Нет-нет, не будет знаменитостей в моих воспоминаниях. А будут – как в одном довольно интересном (для истории литературы) случае, свидетелем которого я был. И записал, по счастью.
Моя теща отмечала день рождения Крученыха, еще был жив этот знаменитый некогда футурист, и я во все глаза смотрел на маленького сухого старичка, воплощенную память российского Возрождения, оборванного и обрубленного круто. И не я один, естественно, смотрел на старичка такими же музейного почтения глазами. Очень странно было, что еще мог разговаривать и явно удовольствие от жизни получал этот реликтовый остаток той мифической эпохи. За столом народу было много, шел несвязный общий разговор, и вдруг одна старушка, писательница Лидия Григорьевна Бать (как-то сказал Светлов, что у нее вместо фамилии – глагол) по-гимназически восторженно спросила-воскликнула:
– Алексей Елисеевич, я все хочу у вас спросить: а Блока вы живого видели? Или встречали?
Крученых медленно намазал блин икрой (еще такие были времена), вкусно отправил его в рот, немного пожевал и наставительно сказал:
– Однажды я был на обеде у Владимира Галакти– оновича Короленко, и Владимир Галактионович мне сказал: когда я ем, я глух и нем.
И замолчал. И все какое-то мгновение недоуменно помолчали. Лидия Григорьевна нарушила тишину первая:
– А Блок? – спросила она.
– А Блока там не было, – ответил Крученых.
ЕСТЬ ЖЕНЩИНЫ В РУССКИХ СЕЛЕНЬЯХ
Это название я позаимствовал не столько у Некрасова, сколько у собственной любимой тещи Лидии Борисовны Либединской. Она так озаглавила свои воспоминания о том же самом человеке, и я уверен, что она меня простит. Ибо добра и снисходительна моя теща. У меня даже стихи о ней были:
Зятья в слезах про тещ галдят,
а наша – лучше не отыщешь
ни в Сан-Франциско, ни в Мытищах,
ни в Африке, где тещ едят.
Тем более что именно в ее доме я познакомился в ночь на шестьдесят пятый год с Людмилой Наумовной Давидович, о которой давно уже хочу написать, хотя уверен, что до портрета не дотяну.

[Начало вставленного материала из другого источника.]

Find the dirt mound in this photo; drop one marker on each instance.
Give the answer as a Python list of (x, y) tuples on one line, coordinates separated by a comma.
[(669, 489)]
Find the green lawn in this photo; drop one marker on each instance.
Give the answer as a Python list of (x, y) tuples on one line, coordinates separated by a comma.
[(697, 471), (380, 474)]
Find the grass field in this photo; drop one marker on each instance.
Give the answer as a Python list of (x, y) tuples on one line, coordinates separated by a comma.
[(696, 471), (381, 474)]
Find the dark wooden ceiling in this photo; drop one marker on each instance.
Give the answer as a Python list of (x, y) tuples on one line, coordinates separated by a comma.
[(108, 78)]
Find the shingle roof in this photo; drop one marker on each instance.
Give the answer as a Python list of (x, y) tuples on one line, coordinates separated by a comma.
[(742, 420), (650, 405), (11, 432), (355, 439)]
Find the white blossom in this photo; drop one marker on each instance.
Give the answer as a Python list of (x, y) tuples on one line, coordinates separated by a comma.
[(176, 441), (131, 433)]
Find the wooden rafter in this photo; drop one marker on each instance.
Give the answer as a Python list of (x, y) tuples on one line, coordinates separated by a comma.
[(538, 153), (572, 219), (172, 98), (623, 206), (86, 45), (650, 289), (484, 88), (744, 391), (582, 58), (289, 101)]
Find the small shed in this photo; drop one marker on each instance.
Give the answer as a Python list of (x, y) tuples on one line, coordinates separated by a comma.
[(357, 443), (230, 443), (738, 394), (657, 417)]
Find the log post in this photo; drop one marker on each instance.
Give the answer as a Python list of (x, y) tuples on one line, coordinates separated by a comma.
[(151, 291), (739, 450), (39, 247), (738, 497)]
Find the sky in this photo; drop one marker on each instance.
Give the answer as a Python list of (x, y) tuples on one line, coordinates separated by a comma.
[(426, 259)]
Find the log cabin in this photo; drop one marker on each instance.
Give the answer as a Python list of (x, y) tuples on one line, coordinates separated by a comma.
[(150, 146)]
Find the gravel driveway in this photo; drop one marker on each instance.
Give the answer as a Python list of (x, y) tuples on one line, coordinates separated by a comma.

Просто бывают люди, которые так согревают и освещают пространство вокруг себя, что после их ухода в мире делается темнее и холодней, но такое объяснить словами невозможно. Только стоит попытаться.
За новогодним столом собралось человек тридцать гостей. Возле каждого прибора лежал трогательный одинаковый подарок: маленький кусочек мыла в очень яркой обертке, отчего чуть походил на детскую шоколадку. Гости брали его, нюхали, восторгались тонким иностранским запахом (еще только-только начались туристские поездки), спрашивали, откуда такое количество этого мелкого великолепия. Моя будущая теща с царственной простотой пояснила:
– Мы летели из Швеции на самолете компании «Эйр-Франс». Я зашла в сортир, а когда стала мыть руки, то нажала на педаль, и выпал этот прелестный кусочек. Он мне так понравился, что я подставила сумку и держала педаль, пока мыло не перестало выпадать.
Под общий одобрительный хохот я успел меланхолически подумать, что попал в прекрасную семью.
– А как боялись, что отнимут на таможне, – помните, Людмила Наумовна? – моя будущая теща обращалась к аккуратной старушке, сидевшей от нее невдалеке.
– Очень, очень боялись, – живо подтвердила старушка, и лицо ее небыкновенно осветилось улыбкой. – Им ведь тоже в этой жизни хочется понюхать что-нибудь приличное.
Я выскользнул из-за стола и заперся в уборной, чтобы наскоро записать разговор. Поскольку сочинить такое невозможно, а ценить истории, даруемые случаем, я уже научился.
За два последующих часа я так бегал несколько раз и очень жалею, что надеялся на память и стеснялся бегать чаще.
Вскоре мы, по счастью, подружились. Очень важная одна черта оказалась у нас общей, помогая сближению: оба мы видели мир и людей точней и лучше сквозь анекдот, историю и шутку, избегая в силу легкомыслия сложных и глубоких рассуждений. Я по молодости лет и глупому гонору еще пытался изредка включиться в высоколобые и вязкие беседы, а Людмила Наумовна при одних только звуках такого разговора засыпала с открытыми глазами, вежливо и безошибочно поворачивая голову в сторону очередного светильника разума. И с радостью мы обнаружили, что в детстве нашем была тоже общая деталь: ей часто мать говаривала то же самое, что мне обычно – бабушка:
– Ах, Гаренька, – мне с лаской говорила бабушка, – каждое твое слово – лишнее.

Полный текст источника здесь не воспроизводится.